Solo en febrero, los trabajadores bajo convenio colectivo perdieron un 1,7 por ciento real contra la inflación, acumulando una caída anual del 5,9 por ciento. Los gremios más afectados son Comercio, con 1,2 millones de asalariados y una pérdida anual del 6,7 por ciento; Construcción, con un desplome del 12,4 por ciento; Textil, con una caída del 12,3 por ciento; e Indumentaria y Gastronómicos, con un retroceso del 9,5 por ciento. Camioneros, referente del sector privado en las paritarias y con peso en la CGT, también se encuentra entre los perjudicados por una conducción subordinada a la orientación del gobierno.
La burocracia cegetista justificó el acatamiento del techo salarial impuesto por el gobierno de Javier Milei con el argumento de evitar despidos. Sin embargo, los datos oficiales muestran que Comercio, Construcción y Textil figuran entre los sectores con mayor pérdida de empleo formal. La dirigencia sindical entregó las paritarias sin obtener nada a cambio, salvo la preservación de sus propios privilegios de casta.

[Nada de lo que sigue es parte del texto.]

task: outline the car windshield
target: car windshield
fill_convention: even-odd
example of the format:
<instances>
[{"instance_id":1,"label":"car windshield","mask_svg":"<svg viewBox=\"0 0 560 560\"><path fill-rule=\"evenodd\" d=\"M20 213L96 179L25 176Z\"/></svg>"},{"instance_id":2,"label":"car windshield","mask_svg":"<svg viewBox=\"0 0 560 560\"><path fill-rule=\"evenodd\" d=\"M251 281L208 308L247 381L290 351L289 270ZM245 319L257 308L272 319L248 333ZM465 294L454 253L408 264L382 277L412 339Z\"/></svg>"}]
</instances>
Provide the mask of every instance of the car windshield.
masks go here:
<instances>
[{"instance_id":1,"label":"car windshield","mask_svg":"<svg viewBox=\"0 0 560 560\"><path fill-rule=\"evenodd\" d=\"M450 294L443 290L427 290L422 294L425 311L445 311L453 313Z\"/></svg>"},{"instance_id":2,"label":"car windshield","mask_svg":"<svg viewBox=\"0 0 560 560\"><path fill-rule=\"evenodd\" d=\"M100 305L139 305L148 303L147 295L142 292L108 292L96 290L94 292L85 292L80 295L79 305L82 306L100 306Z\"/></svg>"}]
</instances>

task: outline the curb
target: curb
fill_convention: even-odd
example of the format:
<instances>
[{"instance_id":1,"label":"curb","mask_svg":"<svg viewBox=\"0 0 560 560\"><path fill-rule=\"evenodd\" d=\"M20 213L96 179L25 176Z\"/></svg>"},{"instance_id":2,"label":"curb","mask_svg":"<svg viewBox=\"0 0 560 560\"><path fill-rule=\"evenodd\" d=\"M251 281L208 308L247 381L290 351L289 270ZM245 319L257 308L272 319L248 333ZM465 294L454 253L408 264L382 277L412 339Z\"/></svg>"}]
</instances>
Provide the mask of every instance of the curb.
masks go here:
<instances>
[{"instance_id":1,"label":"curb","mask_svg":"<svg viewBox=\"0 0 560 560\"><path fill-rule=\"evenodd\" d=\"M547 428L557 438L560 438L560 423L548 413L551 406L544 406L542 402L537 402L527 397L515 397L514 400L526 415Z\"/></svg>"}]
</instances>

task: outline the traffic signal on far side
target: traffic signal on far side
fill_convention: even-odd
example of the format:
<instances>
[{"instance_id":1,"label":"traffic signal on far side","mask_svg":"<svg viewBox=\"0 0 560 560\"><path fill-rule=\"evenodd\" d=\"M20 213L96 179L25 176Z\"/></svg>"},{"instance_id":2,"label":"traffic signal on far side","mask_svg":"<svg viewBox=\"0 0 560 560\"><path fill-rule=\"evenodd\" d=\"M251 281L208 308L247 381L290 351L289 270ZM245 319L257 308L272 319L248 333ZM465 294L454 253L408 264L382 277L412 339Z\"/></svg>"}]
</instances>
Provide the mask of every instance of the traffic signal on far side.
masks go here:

Pocos gremios lograron ganarle a la inflación, generalmente vinculados a sectores con ganancias extraordinarias y beneficios fiscales del propio gobierno, como el caso de los aceiteros.
La orientación derrotista de la burocracia contrasta con las luchas que sí obtuvieron resultados. Los trabajadores del Hospital Garrahan conquistaron un aumento del 61 por ciento. Los docentes universitarios de todo el país pelean por la aplicación efectiva de la Ley de Financiamiento Universitario. En las provincias, la docencia enfrenta paritarias a la baja en Santa Cruz, Neuquén, Catamarca, Córdoba y Buenos Aires, donde las conducciones burocráticas de la Celeste, Uepc provincial o Aten contienen los reclamos mientras las bases las desbordan con asambleas masivas y huelgas. El Sutna, en Fate, enfrenta casi mil despidos con un alto nivel de organización heredado de importantes conquistas salariales.
Estos procesos demuestran que existen reservas de lucha y condiciones para pelear por el salario y los puestos de trabajo. La orientación entreguista de la dirigencia sindical condena a los trabajadores a salarios de hambre, despidos y ajuste. El camino es desenvolver las luchas en curso hasta la victoria y abrir paso a los reclamos obreros con la organización desde las bases y la huelga general como método.